I’d like to know what was going through Mahela Jayawardene’s head when he was given the captaincy of his country for the second time around in January.
Anyone who heard Kumar Sangakkara’s Spirit of Cricket speech last July knows Sri Lankan cricket has been in turmoil for some time now. The mess it’s gotten into hasn’t been as dramatic as that of West Indies cricket, but it’s been an unsavoury tale of internecine bickering, political interference and withheld payments. At one stage the ICC even had to step in to pay the cricketers, since the World Cup team haven’t been paid since last April.
If any of this gave Jayawardene a sinking feeling of “here we go again,” or even, in the words of Danny Glover in the Lethal Weapon movies, “I’m getting too old for this shit,” he hasn’t said. But since he’s regained the captaincy Sri Lanka have played positive, fighting cricket. Tillakaratne Dilshan found the captaincy crown an ill-fitting, weighty burden. He and his batting struggled under it; every time he went out to the middle he seemed to have storm clouds wreathed around his brow. He looked, as PG Wodehouse once wrote, like a man who has searched for the leak in life’s gaspipe with a candle. If ever there was the definition of a reluctant leader, Dilshan was it.
Mahela is cut from a different cloth; he doesn’t suffer fools but at the same time is his team’s even-tempered axis. Though it helps he has experience where this particular gig is concerned, leading by example seems a straightforward, reasonable requirement for the job as far as he’s concerned. When your country calls, you answer. The first Test at Galle in this series against England has been a masterclass of leadership and personal achievement. The prospect of failure becomes no longer an insurmountable obstacle to be crumbled before, but a challenge.
There was never the outright suggestion in the various previews that Sri Lanka would be a pushover for England after their UAE drubbing, but the many comparisons between the bowling attacks of Pakistan and Sri Lanka tended not to flatter Mahela’s men. After England were bowled out yesterday attempting an historic run chase of 340, it’s clear that what we were mostly guilty of was a gross underestimation of England’s ability to learn from their mistakes. The beatings will continue until morale improves. Or not.
Jayawardene may no longer have a Murali to turn to, but the last four days have shown that honest workman-like spin can trouble England just as well. Granted, the wicket was not quite as benign as some would have had us believe, but help for the spinners was more apparent during England’s second innings when they ironically made a better fist of things than in their first, when they were all out for 193 in under 47 overs.

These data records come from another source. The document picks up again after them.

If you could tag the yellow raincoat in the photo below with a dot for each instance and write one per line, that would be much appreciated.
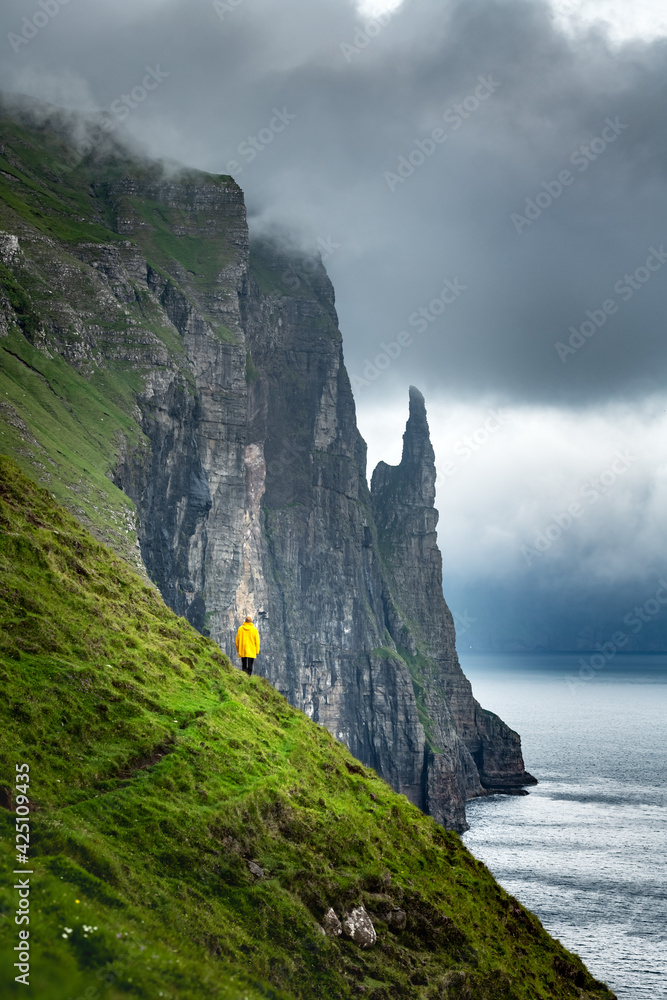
(247, 640)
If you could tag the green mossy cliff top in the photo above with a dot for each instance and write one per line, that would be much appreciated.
(158, 772)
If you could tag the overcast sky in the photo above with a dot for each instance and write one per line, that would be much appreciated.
(487, 180)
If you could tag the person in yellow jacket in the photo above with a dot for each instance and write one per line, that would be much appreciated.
(247, 644)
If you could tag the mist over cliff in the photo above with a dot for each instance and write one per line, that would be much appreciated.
(175, 381)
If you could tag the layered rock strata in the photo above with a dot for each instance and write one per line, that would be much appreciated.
(232, 428)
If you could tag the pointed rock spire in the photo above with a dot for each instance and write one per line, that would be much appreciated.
(412, 482)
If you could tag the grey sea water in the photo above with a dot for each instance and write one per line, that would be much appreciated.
(587, 849)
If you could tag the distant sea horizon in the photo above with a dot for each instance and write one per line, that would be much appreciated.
(586, 850)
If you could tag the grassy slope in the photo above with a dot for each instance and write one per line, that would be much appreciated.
(71, 420)
(158, 771)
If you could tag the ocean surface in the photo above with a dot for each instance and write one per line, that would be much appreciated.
(587, 849)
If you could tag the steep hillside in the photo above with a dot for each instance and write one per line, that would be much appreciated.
(190, 830)
(182, 390)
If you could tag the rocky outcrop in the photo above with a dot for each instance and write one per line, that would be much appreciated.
(418, 616)
(235, 437)
(358, 926)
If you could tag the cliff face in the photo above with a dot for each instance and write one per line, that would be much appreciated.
(229, 422)
(403, 504)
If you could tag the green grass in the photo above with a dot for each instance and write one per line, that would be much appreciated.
(158, 771)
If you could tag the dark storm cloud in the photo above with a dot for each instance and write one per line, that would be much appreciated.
(465, 142)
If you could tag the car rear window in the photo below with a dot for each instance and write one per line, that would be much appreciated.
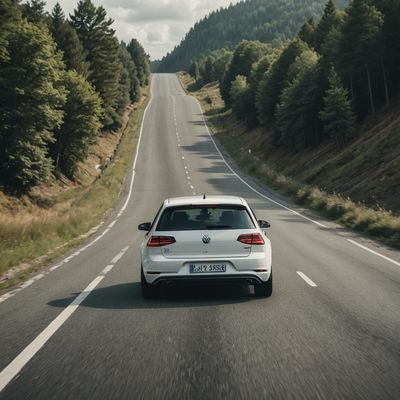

Their second innings was at least propped up by a magnificent century by Jonathan Trott – the slowest of his seven Test hundreds, the pacing of which was absolutely necessary – but their first was a baffling, kamikaze rush to disaster; if there was one consolation in seeing England batsmen give their wickets away through a slavish insistence on the sweep and a lemming-like urge towards self-annihilation, it was that at least they seemed in a hurry to put us all out of our misery.
Trott (along with Matt Prior and Ian Bell in supporting roles) aside, if England’s batsmen needed a masterclass on how to build an innings, Mahela Jayawardene provided them with a blueprint. The Baroque flourishes of Dilshan and other pyrotechnicians are not for him; his is a more Palladian architecture, with an adherence to first principles: balance, solidity, adaptability. Ornamentation and exuberance come after, when the edifice is sound. His batting is all clean lines, elegant simplicity, form through function. He came to the middle when Sri Lanka were in dire straits at 11-2, and on the rocks at 15-3; from then on it was a case of standing firm against the storm and keeping his side in the game with a magnificent 180. Of course, it’s not the first time he’s done this. His 115 against New Zealand in the 2007 World Cup – in which he started his innings with watchful circumspection and ended up pasting Shane Bond all round Sabina Park – is a particular standout. In Tests, he now averages 89.64 against England at home.
The components of England’s loss look unfortunate in isolation but disastrous when taken as a catalogue of mishaps, pratfalls and heat-addled shot selection. Mahela was dropped four times, Broad’s front-foot no-ball was revealed with tragicomic timing after the team had riotously celebrated bowling Sri Lanka out, and even England’s second innings seesawed repeatedly between hope and bathos as Jonathan Trott’s marathon innings was punctuated increasingly by his partners at the other end falling by the wayside through their own ineptitude – a Homeric epic interrupted constantly by advert breaks for double-glazing featuring second-rate comedians.
England must win in Colombo if they are to retain their number one Test status. The most worrying thing about this run of Test failures – four on the bounce now – is that while it’s tempting to look forward to a happier summer when England play the West Indies in May, the confidence of some players might be so shot by then, and the pressure on them to justify their selection so overwhelming, that Devendra Bishoo and Sunil Narine may end up causing them a very big headache indeed. After being put through the wringer in the UAE and Sri Lanka, it might just be a case of one spin cycle too many for England’s batting delicates.